小説

『出自』滝怜奈(『かぐや姫、桃太郎、親指太郎』)


 「見てください、これ!光る竹です!」
「やばくないですかー、皆さん!てか竹切って中見てみようよ、かぐや姫みたいに人がいるかもよ!」
「そんなわけないでしょ(笑い)。でもまあ、切ってみようと思います!(決め顔)」
ぎこぎこぎこぎこ。ぎゃあああああ。
「え、なんかマジで赤ちゃんいるけど…」
「これどうするよ?動画撮ってる場合じゃない、病院いく?警察?市役所?」
「わかんない、とりあえず警察?」
「というわけで、僕たちこれから警察?言ってきまーす!」
 ここで動画は終わっている。
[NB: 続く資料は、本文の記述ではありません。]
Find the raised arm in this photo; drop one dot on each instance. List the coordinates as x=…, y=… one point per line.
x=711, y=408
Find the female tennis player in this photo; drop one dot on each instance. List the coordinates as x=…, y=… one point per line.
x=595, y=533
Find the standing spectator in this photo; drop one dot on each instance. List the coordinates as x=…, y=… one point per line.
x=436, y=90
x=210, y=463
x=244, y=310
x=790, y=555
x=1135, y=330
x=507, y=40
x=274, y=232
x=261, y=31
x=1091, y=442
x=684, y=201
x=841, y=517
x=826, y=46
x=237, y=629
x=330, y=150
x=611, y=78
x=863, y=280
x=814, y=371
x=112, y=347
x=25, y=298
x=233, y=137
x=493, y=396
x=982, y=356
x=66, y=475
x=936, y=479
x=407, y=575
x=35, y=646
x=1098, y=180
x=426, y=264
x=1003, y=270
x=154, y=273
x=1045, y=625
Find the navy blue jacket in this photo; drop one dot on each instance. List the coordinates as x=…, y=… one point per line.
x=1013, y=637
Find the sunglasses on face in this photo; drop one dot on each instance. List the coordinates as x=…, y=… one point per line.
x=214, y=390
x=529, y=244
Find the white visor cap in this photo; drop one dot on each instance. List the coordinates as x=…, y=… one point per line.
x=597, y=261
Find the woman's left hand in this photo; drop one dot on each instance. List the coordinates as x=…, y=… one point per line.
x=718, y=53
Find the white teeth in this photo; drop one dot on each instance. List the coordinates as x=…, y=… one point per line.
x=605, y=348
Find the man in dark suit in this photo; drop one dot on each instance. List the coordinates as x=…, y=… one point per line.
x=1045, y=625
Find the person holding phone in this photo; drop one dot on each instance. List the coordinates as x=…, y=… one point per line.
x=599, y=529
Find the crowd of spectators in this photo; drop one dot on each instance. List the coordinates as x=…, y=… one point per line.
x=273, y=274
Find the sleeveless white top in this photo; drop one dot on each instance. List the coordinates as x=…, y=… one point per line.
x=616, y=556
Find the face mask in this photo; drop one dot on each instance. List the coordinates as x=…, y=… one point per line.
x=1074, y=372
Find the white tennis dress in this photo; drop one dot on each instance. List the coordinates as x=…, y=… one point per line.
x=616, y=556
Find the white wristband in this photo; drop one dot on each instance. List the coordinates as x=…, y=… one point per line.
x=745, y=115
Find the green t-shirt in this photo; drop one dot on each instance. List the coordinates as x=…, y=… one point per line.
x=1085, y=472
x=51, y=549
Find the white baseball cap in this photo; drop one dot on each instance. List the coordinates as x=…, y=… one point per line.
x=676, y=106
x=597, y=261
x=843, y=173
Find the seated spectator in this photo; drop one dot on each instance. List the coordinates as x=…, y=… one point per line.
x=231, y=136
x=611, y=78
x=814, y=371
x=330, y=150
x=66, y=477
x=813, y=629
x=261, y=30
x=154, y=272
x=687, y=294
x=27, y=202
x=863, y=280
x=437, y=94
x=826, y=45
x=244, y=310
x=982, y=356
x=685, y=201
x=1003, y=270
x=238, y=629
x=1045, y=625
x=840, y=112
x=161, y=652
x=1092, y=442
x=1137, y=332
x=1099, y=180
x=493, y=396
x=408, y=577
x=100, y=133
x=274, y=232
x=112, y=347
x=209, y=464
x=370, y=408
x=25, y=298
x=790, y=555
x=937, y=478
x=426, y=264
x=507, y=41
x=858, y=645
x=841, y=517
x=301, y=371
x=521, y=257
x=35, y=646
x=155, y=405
これが私の出自である。

 竹から生まれた赤ん坊。現代のかぐや姫。一時期、新聞やテレビをにぎわせたフレーズだ。私の両親は散歩中に光る竹を見つけ、近くのホームセンターでわざわざ小さなのこぎりを購入し、光る竹を切る様子を動画に撮影したのだ。まだ若く、考えの浅かった両親はその衝撃的な動画をテレビ局や新聞社に持って行き、かくも話題になったのである。そんな両親のせいで私は苦労する羽目になったのだ。デジタルタトゥーもいいところである。まあその当時、そんな言葉はなかったため仕方のないことでもあるが。ちなみにこの動画はインターネットで「光る竹 赤ちゃん」とでも検索すれば出てくる。いまだにある程度再生されているようだ。
 竹から生まれてきた私は、赤ん坊のころから皆の興味の対象であった。赤ん坊のころは両親のもとにテレビの取材が来ていたらしい。さらに海外のテレビクルーまで取材に来たそうだ。私がある程度成長すると「現代のかぐや姫」の成長を取材に来た。某オカルト雑誌では私は月からやってきた宇宙人だという記事が書かれていた。さらには、私と両親に血縁関係はあるのかというバカげた調査までしてくれた。不思議なことに、私は竹から出てきたにもかかわらず99%の確率で両親の血のつながった娘だそうだ。